Let $S_n = \{1,2,\dots ,n\}$ be the set consisting of the integers between $1$ and $n$ inclusive. We denote by $\Sigma _n$ the set of maps $\sigma :S_n\xrightarrow {\cong } S_n$ of $S_n$ to itself which are isomorphisms, meaning that they are 1-1 and onto. An element $\sigma \in \Sigma _n$ should be thought of as a reordering of the elements of $S_n$ , with $\Sigma _n$ consisting of all such reorderings. Elements of $\Sigma _n$ can be multiplied (with multiplication given by composition), and with respect to that multiplication every element $\sigma \in \Sigma _n$ has an inverse $\sigma ^{-1}\in \Sigma _n$ satisfying $\sigma \sigma ^{-1} = Id$ . A set satisfying these properties is called a group, and $\Sigma _n$ is typically referred to as the permutation group on n letters.

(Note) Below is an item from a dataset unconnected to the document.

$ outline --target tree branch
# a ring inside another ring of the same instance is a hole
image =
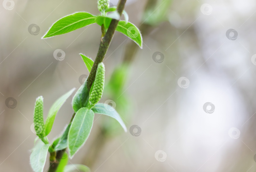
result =
[[[119,1],[117,8],[117,11],[120,16],[122,15],[126,2],[126,0]],[[118,20],[112,19],[105,36],[101,40],[101,44],[99,48],[98,53],[92,67],[91,72],[89,74],[89,76],[87,78],[87,89],[89,90],[90,90],[91,87],[95,79],[98,65],[99,63],[102,62],[103,59],[105,57],[119,21]]]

Among the elements of $\Sigma _n$ are permutations of a particularly simple type, called transpositions. The permutation which switches two numbers $i$ and $j$ , while leaving all others fixed, will be labeled $\tau _{ij}$ (note: $\tau _{ij}$ is often written as $(i,j)$ , however this can be confused with the coordinate notation for points in $\mathbb R^2$ , hence our choice not to use it).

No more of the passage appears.